Nightstream: A Conversation with Scott Beck and Bryan Woods About Breaking Into Filmmaking and Their Career Journey

Beck and Woods
Credit: Nightstream PR

Scott Beck and Bryan Woods were 11 years old, in 6th grade, when they first met in their hometown of Bettendorf, Iowa. It was then when they found out they both owned VHS camcorders and were making stop-motion animation videos with action figures. This spurred a lifelong friendship that would lead them to start making short films as they got older.  Their love of film helped them cultivate a group of friends to make features with on micro-budgets sometimes as low as $50 that they would screen at local art house theaters.

“Iowa is a place we go back to, to be creative. Because LA… is such a bubble, it’s such a movie town. You get wrapped up and immersed in the business and it’s so fun to go back to Iowa to write or create because it feels like it is a slice of real world and real people… We are very proud of our hometown.” said Bryan Woods about working in both his home state of Iowa where the duo first met.

“I think a lot of the people we grew up with piecemeal their way into the movies that we write. The blue collar nature of a town we grew up in, in Iowa. Those are things that feed their way into the stories and character DNA that we gravitate towards. We keep saying our interest is where the ordinary meets the extraordinary and you feel like something that happens in your own backyard feels bigger than life and the inception point is through the characters and they need to be grappling with the same everyday issues that are incredibly relatable around the entire world so those two worlds I feel like exists at least in our small town that got our imagination going as kids.” responded Scott Beck.

 

So how does a pair of writers that have known each other for so long work together on projects? Do they find individual strengths and feed off one another? Beck and Woods shared how the process between you two works.
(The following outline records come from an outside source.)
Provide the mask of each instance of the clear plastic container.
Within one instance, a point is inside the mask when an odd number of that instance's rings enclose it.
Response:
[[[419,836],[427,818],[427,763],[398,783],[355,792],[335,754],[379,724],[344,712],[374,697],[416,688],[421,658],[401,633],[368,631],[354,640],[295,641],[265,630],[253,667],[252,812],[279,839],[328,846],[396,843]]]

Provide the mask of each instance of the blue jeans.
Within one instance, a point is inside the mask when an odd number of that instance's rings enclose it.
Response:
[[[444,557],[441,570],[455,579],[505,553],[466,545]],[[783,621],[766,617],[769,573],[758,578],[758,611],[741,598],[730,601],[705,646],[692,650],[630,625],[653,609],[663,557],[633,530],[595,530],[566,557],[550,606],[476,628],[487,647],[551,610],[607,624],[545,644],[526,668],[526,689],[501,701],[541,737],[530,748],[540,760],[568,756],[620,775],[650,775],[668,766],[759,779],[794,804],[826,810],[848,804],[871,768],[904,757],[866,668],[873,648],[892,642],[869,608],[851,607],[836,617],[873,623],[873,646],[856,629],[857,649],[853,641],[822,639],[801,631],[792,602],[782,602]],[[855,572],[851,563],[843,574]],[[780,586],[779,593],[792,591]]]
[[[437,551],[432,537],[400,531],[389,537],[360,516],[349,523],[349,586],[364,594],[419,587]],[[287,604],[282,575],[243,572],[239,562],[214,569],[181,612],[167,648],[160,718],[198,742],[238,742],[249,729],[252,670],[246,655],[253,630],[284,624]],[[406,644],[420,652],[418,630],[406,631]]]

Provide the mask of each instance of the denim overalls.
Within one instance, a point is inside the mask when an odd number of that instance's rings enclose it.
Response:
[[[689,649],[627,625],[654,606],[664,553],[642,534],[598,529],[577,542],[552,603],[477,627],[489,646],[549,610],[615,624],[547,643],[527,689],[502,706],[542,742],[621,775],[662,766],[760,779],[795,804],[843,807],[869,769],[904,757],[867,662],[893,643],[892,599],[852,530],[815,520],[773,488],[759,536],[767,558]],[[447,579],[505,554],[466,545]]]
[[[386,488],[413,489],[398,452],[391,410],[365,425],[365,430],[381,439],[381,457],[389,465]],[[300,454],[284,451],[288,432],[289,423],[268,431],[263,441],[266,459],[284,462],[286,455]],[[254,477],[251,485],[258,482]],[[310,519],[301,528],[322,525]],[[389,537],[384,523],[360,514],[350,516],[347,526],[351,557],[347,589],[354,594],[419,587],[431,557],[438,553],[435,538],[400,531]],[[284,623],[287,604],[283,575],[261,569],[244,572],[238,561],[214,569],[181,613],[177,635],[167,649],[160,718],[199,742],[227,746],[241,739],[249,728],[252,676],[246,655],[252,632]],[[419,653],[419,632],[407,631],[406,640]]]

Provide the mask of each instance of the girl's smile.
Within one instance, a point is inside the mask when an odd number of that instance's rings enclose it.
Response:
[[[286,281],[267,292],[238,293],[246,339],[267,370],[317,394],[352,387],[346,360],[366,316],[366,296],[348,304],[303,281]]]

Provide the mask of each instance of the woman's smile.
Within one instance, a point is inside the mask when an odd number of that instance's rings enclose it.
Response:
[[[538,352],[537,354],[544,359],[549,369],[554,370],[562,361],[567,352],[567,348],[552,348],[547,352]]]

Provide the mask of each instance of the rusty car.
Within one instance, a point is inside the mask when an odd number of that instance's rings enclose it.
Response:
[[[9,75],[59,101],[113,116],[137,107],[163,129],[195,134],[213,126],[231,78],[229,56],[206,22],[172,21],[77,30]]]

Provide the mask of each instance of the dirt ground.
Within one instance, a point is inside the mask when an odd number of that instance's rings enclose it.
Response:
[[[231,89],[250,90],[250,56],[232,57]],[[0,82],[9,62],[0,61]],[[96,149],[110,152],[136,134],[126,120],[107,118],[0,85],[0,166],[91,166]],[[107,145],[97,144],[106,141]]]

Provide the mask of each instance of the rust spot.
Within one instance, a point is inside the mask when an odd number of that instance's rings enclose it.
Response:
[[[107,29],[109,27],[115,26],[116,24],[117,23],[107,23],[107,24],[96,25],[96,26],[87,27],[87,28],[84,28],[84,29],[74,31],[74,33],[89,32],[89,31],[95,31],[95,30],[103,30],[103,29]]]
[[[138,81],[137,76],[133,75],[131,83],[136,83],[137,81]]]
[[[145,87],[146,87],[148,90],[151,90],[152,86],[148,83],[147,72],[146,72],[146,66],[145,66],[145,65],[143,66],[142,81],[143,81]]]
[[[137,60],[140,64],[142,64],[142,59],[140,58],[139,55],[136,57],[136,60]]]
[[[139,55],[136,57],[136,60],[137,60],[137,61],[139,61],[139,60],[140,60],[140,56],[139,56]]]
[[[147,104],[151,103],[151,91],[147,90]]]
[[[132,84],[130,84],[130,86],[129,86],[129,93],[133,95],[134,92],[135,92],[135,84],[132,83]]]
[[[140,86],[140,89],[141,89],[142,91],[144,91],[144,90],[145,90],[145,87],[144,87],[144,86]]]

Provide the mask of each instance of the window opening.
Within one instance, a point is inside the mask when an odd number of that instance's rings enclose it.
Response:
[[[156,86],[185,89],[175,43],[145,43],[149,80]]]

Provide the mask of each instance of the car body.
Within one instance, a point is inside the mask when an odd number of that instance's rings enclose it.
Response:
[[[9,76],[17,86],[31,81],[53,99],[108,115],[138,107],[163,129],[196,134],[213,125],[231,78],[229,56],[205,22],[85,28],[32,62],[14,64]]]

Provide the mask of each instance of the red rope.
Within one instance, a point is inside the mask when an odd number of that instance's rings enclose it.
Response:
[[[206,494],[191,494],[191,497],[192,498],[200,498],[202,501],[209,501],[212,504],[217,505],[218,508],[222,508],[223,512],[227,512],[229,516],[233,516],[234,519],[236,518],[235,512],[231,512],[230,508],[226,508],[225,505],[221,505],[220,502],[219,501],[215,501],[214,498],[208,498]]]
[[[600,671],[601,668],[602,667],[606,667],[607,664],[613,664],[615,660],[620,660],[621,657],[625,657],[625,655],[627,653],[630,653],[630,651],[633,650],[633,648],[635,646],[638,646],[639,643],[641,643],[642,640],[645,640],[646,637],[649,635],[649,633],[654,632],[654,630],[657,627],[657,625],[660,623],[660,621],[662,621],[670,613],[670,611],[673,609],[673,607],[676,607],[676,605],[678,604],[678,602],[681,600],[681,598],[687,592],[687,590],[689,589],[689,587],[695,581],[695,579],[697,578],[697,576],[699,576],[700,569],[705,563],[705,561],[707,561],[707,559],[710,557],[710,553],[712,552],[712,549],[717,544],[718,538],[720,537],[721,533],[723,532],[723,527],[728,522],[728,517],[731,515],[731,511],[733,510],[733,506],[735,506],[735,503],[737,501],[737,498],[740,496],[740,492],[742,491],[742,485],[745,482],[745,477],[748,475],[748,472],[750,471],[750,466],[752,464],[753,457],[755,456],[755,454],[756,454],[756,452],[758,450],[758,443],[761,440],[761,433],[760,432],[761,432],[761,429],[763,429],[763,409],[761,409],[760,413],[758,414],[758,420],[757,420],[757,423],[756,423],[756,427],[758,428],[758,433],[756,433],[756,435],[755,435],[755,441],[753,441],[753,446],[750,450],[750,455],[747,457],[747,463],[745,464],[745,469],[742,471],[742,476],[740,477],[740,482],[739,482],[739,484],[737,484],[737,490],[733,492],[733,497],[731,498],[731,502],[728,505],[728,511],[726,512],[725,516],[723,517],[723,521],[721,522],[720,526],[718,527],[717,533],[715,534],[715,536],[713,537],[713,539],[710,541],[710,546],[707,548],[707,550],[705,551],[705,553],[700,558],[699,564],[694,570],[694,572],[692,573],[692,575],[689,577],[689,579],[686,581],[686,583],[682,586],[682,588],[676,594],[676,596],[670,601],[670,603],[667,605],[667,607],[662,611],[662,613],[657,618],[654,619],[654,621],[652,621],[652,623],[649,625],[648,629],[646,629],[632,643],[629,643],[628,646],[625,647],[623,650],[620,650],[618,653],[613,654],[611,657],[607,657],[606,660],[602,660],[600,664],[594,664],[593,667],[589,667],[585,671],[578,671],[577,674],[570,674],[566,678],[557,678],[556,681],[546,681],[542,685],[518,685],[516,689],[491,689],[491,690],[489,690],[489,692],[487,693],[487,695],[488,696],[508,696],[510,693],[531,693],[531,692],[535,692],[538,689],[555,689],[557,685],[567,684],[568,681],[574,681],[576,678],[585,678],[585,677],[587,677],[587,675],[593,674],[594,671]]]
“We are equally bad at writing..it is such a process of re-writing and challenging the material. You would think there was a division of strengths and somebody would be better at one thing, unfortunately that is not the case. Our process is just sharing the work. On any given project, Scott might take the first 10 pages of ‘A Quiet Place’ and sit in a room, and pitch some ideas, and know what the premise is, and a little bit about what the first act looks like, and he’ll send me some pages… and I’ll re-write the pages and send those back to Scott…our process is all about the work is just okay, but what if this happened, or what if we try that.” said Bryan Woods on the collaboration effort.

A Quiet Place Part 2
Credit: Paramount Pictures / Platinum Dunes

“That made me think about this time in college, I was 18 or 19 and just did a feature film for like $300 and showed it to a professor in film class…the professor took me aside and said Scott you are an okay director, but you need a lot of help as a writer. I remember my soul being crushed by that but then right after that point I realized…maybe we should be in the same room writing together. So we started doing a feature script together, and in retrospect the outcome wasn’t a good script at all…but it really was about the sense of collaboration that is so incredibly useful to learn sooner rather than later because that is the process of filmmaking and in general. Talking to studios and getting notes, and what bad notes might seem like, and how they could become good additions to your script…it’s great to have that foundation of collaboration as soon as you can get it.” said Scott Beck.

The writing duo had their breakout film ‘A Quiet Place’ greenlit by Paramount Pictures and were set to direct the feature film. One thing stood in their way. A decision to let John Krasinski direct their baby and take it away to make it his own. Going back to their own rule of collaborative filmmaking they decided to hand it over to ‘The Office’ star and his wife Emily Blunt. 

“You have to allow people the runway too process things through their own perspective.” said Beck. “This approach to filmmaking and particularly with ‘A Quiet Place’ turned out to be wonderful.”

In the original draft for ‘A Quiet Place’ they had flashbacks that revealed more things about the film and the backstory of the family along with the tragedy that came with it. John came into the process and asked to front load everything about the family tragedy so there was no mystery to it from the first scene of the movie. That one big change added a very different and effective piece of the movie in the final draft of the film.

Going into ‘A Quiet Place’ as a new father myself, and seeing the opening scene of the family, the loss they endure was a real gut punch. I think they made the right choice revealing the big moment early on then it would have seeing it as a flashback later on.

Haunt
Credit: Momentum Pictures

At the same time they were writing ‘A Quiet Place’ they took on the low budget flick ‘Haunt’ which became a breakout hit with the horror community. Two completely different types of films, budgets and casts. Both yielded great results.

If there are key takeaways we observed from the conversation with Beck and Woods at Nightstream it is a message we have heard from other filmmakers like Mark Duplass. If you want to make movies there is nothing that is stopping you. Find like minded friends, write down all your ideas and keep pushing to find ways to tell stories. You don’t always need a huge budget, just a group of like minded people willing to collaborate with an end goal in mind.